O regime sírio começa a se fraturar

Enric González
Em Beirute (Líbano)

Uma pequena fissura se abriu no granítico regime sírio. A deserção do vice-ministro do Petróleo e Mineração, Abdo Husameldin, demonstra que nem todo o governo apoia a feroz campanha repressiva do presidente Bashar al-Assad.

Husameldin diz estar consciente de que sua casa será destruída e que sua família sofrerá perseguição, porque esse é o preço que pagam os que decidem se unir à oposição. É possível que outros pensem como ele, mas preferem seguir em seus cargos por medo das represálias.

O gesto de Husameldin pode constituir um primeiro sintoma de crise interna. Também pode ser, porém, um simples fenômeno isolado, uma exceção dentro de um regime que, por enquanto, se mantém muito coeso. Assad comprovou que os rebeldes não receberão ajuda exterior, exceto alguma contribuição mais ou menos clandestina de material e armamento leve de outros países árabes, e que tampouco se realizará uma missão importante de ajuda humanitária que possa prejudicar as operações do exército. O presidente sírio dispõe de uma esmagadora superioridade militar e de mãos livres para acabar com os opositores. É ele quem leva a dianteira.

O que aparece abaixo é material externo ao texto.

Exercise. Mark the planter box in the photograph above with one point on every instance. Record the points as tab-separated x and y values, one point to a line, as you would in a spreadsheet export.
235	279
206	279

As pressões diplomáticas externas são frágeis. O presidente dos EUA, Barack Obama, afirma que Assad cairá, mas reconhece que pouco pode fazer para acelerar sua queda. O enviado especial da ONU e da Liga Árabe à Síria, Kofi Annan, afirma que fornecer armas à oposição seria “contraproducente”. Annan tem previsto viajar para Damasco, mas não conseguiu garantias de que será recebido pelo presidente. Uma recepção de baixo nível ao enviado internacional seria um sinal de que Assad se sente forte.

O vice-ministro do Petróleo justificou sua decisão de romper com Assad em um vídeo publicado no YouTube, por razões morais: “Eu fiz parte do governo durante 33 anos. Não queria terminar minha carreira cooperando com os crimes desse regime. Preferi fazer o correto, mas sei que o regime vai incendiar minha casa e perseguir minha família”. “Afirmo diante desse regime: vocês infligiram a esse povo que dizem seu um ano inteiro de dor, negando-lhe a vida e a humanidade e levando a Síria à beira do abismo”, acrescentou.

Existe a possibilidade de que Husameldin tenha sido forçado a fazer essa declaração. Em agosto, o promotor geral da província de Hama, Mohamed al Bakur, anunciou em um vídeo semelhante que se demitia em protesto pelo uso de carros de combate contra manifestantes desarmados. Não se voltou a saber dele, e em alguns meios da oposição se admite que Bakur foi sequestrado e obrigado a ler um texto. Mas em Husameldin não se percebe a tensão que refletia Bakur, e parece bastante improvável a hipótese de que um alto funcionário em Damasco possa ter sido vítima de um sequestro.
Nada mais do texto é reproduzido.